Fazal Haq Khaliqyar replaces Keshtmand as prime minister.

==May 20, 1990==

The state of emergency is lifted.

==End of May 1990==

A loya jirga is convened in Kabul, which ratifies constitutional amendments providing for multiple political parties, ending the PDPA's and the National Front's monopoly over executive power.

==June 1990==

Najibullah creates a new political party, the Hezb-i-Wattan, or Homeland Party, in an attempt to whip up mass support. The announcement turns out to be a largely cosmetic exercise, however, as all top posts go to stalwarts from his old PDPA.

==July 1990==

Major guerrilla leaders form a Commanders' Council in Pakistan.
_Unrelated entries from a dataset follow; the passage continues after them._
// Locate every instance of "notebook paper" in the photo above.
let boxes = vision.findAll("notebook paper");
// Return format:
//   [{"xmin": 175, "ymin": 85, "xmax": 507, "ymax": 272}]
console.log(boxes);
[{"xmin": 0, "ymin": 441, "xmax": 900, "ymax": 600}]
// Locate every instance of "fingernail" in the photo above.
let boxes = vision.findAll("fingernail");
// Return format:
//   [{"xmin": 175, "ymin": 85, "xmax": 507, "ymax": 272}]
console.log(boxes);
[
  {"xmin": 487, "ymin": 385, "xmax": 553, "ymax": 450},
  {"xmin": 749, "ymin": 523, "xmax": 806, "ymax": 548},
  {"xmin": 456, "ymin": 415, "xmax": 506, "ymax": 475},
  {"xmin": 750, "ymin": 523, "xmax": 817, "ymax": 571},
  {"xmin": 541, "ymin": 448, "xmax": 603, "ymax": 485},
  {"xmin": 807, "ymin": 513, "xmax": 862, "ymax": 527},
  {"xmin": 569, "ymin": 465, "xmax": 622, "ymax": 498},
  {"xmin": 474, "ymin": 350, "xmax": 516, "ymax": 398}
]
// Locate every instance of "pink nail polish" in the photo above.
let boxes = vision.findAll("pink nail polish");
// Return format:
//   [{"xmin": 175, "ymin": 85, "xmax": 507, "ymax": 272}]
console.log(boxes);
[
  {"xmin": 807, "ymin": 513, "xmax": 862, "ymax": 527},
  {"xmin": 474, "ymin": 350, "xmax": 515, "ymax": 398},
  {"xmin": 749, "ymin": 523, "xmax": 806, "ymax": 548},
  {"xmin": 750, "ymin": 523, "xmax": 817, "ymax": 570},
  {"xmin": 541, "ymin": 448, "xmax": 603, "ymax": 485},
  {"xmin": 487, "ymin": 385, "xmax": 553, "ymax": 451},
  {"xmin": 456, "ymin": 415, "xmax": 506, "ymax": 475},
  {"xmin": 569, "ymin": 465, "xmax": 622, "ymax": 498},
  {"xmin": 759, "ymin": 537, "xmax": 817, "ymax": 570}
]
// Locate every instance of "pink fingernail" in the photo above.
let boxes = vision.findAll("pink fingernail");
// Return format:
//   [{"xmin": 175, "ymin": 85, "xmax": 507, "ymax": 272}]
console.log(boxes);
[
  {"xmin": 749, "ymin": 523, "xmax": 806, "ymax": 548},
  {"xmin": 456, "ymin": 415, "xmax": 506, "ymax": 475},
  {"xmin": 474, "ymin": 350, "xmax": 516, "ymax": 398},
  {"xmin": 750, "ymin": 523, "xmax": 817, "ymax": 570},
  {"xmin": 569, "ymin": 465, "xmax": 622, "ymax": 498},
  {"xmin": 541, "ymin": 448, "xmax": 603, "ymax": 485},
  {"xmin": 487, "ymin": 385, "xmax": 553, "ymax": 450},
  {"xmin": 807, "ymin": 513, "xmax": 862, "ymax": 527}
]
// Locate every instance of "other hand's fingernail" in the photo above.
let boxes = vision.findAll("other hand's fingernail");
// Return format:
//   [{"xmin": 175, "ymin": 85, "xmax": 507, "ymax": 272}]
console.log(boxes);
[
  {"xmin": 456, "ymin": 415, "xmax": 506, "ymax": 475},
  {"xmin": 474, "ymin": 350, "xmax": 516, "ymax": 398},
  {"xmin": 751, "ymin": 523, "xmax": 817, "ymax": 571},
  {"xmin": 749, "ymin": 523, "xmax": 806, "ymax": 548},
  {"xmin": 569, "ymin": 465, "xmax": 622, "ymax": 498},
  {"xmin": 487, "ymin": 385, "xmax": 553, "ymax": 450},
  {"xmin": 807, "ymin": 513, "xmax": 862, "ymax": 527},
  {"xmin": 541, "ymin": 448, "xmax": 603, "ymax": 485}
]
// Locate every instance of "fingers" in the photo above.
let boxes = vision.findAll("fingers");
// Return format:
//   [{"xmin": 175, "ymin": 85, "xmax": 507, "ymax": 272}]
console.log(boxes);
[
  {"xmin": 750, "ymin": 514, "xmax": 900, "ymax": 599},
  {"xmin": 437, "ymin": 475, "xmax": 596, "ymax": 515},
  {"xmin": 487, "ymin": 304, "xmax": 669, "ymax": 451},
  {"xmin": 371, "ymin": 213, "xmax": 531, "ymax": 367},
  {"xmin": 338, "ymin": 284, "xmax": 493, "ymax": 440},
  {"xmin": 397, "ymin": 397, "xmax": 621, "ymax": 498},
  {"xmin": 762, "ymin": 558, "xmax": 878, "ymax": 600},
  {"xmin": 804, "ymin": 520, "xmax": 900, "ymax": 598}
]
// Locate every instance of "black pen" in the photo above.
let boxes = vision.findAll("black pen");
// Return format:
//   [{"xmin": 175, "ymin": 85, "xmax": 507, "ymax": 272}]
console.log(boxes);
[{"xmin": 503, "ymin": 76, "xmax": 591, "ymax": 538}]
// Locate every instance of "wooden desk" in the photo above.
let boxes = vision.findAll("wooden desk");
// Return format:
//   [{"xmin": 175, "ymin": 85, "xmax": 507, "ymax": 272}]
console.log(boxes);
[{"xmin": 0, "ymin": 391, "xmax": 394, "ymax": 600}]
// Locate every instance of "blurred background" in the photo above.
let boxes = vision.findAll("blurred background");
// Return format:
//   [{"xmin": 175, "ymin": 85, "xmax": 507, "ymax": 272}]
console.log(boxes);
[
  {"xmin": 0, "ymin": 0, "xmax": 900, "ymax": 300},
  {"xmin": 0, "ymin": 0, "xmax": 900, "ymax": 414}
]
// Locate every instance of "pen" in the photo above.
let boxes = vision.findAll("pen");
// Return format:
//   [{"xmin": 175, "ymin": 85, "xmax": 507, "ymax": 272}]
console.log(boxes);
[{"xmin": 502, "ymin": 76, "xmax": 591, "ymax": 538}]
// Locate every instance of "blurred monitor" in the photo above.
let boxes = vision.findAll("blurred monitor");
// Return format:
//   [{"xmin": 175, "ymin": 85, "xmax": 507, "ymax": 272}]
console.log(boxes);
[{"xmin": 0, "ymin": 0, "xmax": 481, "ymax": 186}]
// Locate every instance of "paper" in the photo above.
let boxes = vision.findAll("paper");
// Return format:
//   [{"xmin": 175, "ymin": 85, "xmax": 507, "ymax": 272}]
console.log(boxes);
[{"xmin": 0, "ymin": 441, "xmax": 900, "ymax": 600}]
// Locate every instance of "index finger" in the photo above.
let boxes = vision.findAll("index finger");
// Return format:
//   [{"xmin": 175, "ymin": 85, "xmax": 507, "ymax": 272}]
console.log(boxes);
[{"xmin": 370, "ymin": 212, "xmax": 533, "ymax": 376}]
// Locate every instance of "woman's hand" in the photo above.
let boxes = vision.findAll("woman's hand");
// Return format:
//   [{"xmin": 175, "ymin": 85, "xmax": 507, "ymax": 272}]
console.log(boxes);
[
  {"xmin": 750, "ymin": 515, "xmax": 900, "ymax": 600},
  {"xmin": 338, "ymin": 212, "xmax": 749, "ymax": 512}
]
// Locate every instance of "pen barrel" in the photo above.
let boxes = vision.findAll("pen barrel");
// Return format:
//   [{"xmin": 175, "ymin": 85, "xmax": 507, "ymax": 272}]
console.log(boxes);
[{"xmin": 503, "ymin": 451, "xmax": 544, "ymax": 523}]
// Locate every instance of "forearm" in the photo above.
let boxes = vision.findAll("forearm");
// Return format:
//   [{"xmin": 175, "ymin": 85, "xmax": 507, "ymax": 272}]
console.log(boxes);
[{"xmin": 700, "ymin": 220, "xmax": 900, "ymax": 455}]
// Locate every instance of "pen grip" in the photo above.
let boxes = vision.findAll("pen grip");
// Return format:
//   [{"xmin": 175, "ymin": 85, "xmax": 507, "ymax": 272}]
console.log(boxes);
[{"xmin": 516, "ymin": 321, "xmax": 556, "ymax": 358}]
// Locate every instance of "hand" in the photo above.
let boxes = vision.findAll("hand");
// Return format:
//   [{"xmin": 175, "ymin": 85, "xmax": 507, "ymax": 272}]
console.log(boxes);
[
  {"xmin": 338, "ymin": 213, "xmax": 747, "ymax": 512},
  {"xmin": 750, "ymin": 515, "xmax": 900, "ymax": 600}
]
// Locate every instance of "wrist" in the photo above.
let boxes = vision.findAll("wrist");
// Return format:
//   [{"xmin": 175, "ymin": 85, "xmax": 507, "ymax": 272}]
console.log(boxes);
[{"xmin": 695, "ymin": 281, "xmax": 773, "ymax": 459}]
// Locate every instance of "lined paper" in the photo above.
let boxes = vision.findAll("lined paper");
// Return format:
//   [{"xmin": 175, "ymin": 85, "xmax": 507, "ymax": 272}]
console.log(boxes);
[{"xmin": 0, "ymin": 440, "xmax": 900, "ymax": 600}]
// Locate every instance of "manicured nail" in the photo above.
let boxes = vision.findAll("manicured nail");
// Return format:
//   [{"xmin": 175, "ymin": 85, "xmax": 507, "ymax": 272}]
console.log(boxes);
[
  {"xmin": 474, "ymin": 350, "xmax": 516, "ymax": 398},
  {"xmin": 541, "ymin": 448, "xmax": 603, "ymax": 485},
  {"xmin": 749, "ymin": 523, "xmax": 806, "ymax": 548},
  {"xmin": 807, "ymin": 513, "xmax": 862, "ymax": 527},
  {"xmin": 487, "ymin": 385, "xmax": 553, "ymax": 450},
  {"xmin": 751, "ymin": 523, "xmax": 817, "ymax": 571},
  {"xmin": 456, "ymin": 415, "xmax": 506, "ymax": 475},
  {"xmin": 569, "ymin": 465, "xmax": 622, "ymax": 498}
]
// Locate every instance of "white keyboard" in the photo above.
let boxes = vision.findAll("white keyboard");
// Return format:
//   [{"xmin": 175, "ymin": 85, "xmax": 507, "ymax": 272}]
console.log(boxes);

It is seen as a deliberate attempt to sideline the moribund government-in-exile originally established as an alternative to Najibullah but later dismissed as a sham. The ethnic squabbles in the government-in-exile have reportedly contributed to the U.S.-backed guerrillas' failure to dislodge the Kabul government.

==October 1990==

After a lull in fighting, the Pakistan-based guerrillas stage a fresh assault and claim to have captured strategic outposts in the south and the capitals of Tarin Kowt and Qalat in Oruzgan and Zabol provinces. The guerrillas also step up fighting around the capital city of Kabul and in at least four other provinces. The latest offensive, led by Hekmatyar, is viewed as a prelude to a major attack on Kabul. Most moderate guerrilla leaders, however, seem to oppose an attack on Kabul, saying they have neither the equipment nor the manpower to overcome the government's overwhelming air power.

==Early October 1990==

The 40 major guerrilla commanders meet in northern Pakistan and agree to set aside their ethnic differences and draw up an overall coordinated strategy to counter Hekmatyar.

==November 1990==

It is reported that guerrillas have killed more than 200 government soldiers after the soldiers had surrendered.

==Sports==
On December 2, 1990, at the California International Marathon in Sacramento, California, Waheed Karim set an Afghan national record in the marathon (2:28:46).